The live schema is published at
https://www.getbifrost.ai/schema. Add "$schema": "https://www.getbifrost.ai/schema" to your config.json for IDE autocomplete and inline validation.config.json. Click the Guide links for full field-by-field documentation.
Top-Level Keys
| Key | Type | Description | Guide |
|---|---|---|---|
$schema | string | Schema URL for IDE validation. Set to "https://www.getbifrost.ai/schema" | — |
encryption_key | string | AES-256 key (derived via Argon2id). Accepts env.VAR prefix.

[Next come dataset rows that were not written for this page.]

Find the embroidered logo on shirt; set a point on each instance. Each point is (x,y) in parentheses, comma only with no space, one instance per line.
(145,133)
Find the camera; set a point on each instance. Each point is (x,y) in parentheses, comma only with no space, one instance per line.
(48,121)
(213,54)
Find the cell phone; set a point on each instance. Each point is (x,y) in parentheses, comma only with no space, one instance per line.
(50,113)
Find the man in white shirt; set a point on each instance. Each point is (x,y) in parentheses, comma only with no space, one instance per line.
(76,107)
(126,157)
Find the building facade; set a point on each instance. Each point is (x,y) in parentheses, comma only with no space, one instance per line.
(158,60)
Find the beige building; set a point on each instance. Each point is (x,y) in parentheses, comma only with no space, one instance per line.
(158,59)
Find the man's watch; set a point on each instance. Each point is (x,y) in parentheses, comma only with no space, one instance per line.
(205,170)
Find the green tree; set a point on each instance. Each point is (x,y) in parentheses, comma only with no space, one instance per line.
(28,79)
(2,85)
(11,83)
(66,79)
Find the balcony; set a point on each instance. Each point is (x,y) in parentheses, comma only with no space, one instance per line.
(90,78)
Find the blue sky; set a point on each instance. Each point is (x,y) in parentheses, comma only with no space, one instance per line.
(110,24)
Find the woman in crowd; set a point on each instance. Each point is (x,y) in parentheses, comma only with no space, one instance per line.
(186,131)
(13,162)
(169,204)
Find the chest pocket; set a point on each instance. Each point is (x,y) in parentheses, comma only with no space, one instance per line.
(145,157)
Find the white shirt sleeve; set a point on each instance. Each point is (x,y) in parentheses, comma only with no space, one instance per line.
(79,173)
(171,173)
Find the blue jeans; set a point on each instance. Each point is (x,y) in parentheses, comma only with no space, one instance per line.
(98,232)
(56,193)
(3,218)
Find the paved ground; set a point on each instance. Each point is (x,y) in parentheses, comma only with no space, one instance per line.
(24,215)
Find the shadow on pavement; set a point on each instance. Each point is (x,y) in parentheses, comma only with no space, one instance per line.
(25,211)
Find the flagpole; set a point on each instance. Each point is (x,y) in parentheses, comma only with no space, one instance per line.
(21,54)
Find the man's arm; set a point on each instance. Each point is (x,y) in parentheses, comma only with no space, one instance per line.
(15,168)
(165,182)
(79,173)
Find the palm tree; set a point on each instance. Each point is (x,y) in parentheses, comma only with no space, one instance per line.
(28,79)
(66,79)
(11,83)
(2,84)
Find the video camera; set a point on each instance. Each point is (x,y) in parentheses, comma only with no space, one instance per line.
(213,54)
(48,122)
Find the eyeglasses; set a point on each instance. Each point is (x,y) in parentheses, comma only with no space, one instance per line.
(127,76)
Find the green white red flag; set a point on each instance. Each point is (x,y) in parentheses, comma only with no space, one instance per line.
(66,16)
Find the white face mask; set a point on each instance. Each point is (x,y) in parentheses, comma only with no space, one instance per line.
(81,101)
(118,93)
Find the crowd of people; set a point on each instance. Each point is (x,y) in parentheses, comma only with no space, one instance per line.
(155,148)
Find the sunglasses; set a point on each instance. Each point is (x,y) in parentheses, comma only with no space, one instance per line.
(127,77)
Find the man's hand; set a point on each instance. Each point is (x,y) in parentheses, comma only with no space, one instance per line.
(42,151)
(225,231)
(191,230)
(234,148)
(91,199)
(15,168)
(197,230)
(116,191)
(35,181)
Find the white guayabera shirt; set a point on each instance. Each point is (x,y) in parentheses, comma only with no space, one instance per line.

Also read from BIFROST_ENCRYPTION_KEY env var | Client |
client | object | Worker pool, logging, CORS, auth enforcement, header filtering, MCP, compat shims | Client |
providers | object | LLM provider API keys, network settings, concurrency | Providers |
governance | object | Admin auth, virtual keys, budgets, rate limits, routing rules, customers, teams | Governance |
guardrails_config | object | Content moderation providers and CEL-based rules (enterprise only) | Guardrails |
config_store | object | Configuration database backend — SQLite, PostgreSQL, or disabled (file-only mode) | Storage |
logs_store | object | Request/response log database — SQLite, PostgreSQL + optional S3/GCS offload | Storage |
vector_store | object | Vector database for semantic cache — Weaviate, Redis, Qdrant, Pinecone, Valkey | Storage |
plugins | array | Opt-in plugins: semantic_cache, otel, maxim, datadog, custom | Plugins |
framework | object | Model pricing catalog URL and sync interval | Framework |
mcp | object | MCP server and tool configuration | — |
websocket | object | WebSocket / Realtime API connection pool tuning | WebSocket |
auth_config | object | Deprecated — use governance.auth_config | Client |
version
Controls how empty arrays in allow-list fields (models, allowed_models, key_ids, tools_to_execute) are interpreted:
| Value | Behaviour |
|---|---|
2 (default, v1.5.0+) | Empty array = deny all; ["*"] = allow all |
1 (v1.4.x compat) | Empty array = allow all |
version uses v2 semantics. Set "version": 1 only if you are migrating from v1.4.x and need the old behaviour temporarily.
client
Controls the worker pool, logging pipeline, security, and SDK shims. All fields are optional.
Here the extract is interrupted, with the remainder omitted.